The wording seems too broad and nebulous to apply to, say, the new SL5. Could be a whole range of bikes -- i.e. new Tarmacs, Venges, Amiras -- based on a slight shift in design and marketing philosophy, i.e. based on that development work theyve been doing with the McLaren test mule to analyze ride and handling characteristics.... and maybe melded with their own aero work.
Or could be the announcment of simply the SL5 based on this new approach which they will explain and note that it will spread to the other models as new ones are developed.
I'm just torn now about which religion to follow, Aero is Everything or Rider First?
The shoe or the gourd?
I need a WWCD bracelet to help me settle my mind and sort through this metaphysical dilemma. Of course, first I have to decide whether that means "What Would Contador Do?" or "What Would Cavendish Do?"


----------



## dougrocky123 (Apr 12, 2006)

Thumper you funny


----------



## tranzformer (Dec 27, 2007)




----------



## tranzformer (Dec 27, 2007)




----------



## thumper8888 (Apr 7, 2009)

thumper8888 said:


> I'ts a product announcement, they are just not saying what the product is. If they did, then they would already have announced the product.
> The scales will fall away tonight. or the other shoe will drop. Or something.
> The wording seems too broad and nebulous to apply to, say, the new SL5. Could be a whole range of bikes -- i.e. new Tarmacs, Venges, Amiras -- based on a slight shift in design and marketing philosophy, i.e. based on that development work theyve been doing with the McLaren test mule to analyze ride and handling characteristics.... and maybe melded with their own aero work.
> Or could be the announcment of simply the SL5 based on this new approach which they will explain and note that it will spread to the other models as new ones are developed.
> ...


I think I will go ahead and claim victory with this prediction.


----------



## MMsRepBike (Apr 1, 2014)

Rider first is simple but I'm not sure they're going to get it right this first try.

A bigger rider needs a bike that's bigger and stiffer in certain areas.

They say a smaller rider can't put out as much power so they're making the smaller size bikes less stiff, especially in the rear triangle. Well I'm 5'8" and ride probably a 52 in that bike? I put out 1250 watts over 20 seconds on my best effort but I guess I'm not powerful enough to warrant a stiff rear end?

They're putting different sized bearings in the headtube. Three different sizes depending on the size of the bike. The pros complained that the SL4 didn't offer enough front end stiffness for them so they're using this new bearing strategy to counteract that I guess.

3.5mm of more seatpost sticking out makes for a more compliant ride?

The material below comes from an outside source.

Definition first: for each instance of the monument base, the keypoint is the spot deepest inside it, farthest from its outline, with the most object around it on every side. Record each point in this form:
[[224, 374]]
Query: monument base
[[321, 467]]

Come on now.


Basically they're not just making one frame, a 56cm and then just scaling everything. Instead they made three groups of sizes and approached each group of sizes with their own set of characteristics. Their own layup and bearing choices. 


I just don't agree that smaller riders can't put out the power and therefore don't need as stiff of a bike. I also don't agree that the SL4 was too stiff, not even close. You want stiff? Go try out a Dogma. I don't need a noodley bike to take corners with confidence... I just don't know about this one Spec...


----------



## Marc (Jan 23, 2005)

Rider First "revolution"...it isn't like custom builders have been going further than their little attempt for I don't know. Decades.

Calling it a "revolution" does make it sound cool. Almost as cool as that gawd awful TV show on NBC.


----------



## LVbob (Mar 24, 2014)

Marc said:


> Rider First "revolution"...it isn't like custom builders have been going further than their little attempt for I don't know. Decades.
> 
> *Calling it a "revolution" does make it sound cool*. Almost as cool as that gawd awful TV show on NBC.


You gotta love marketing.


----------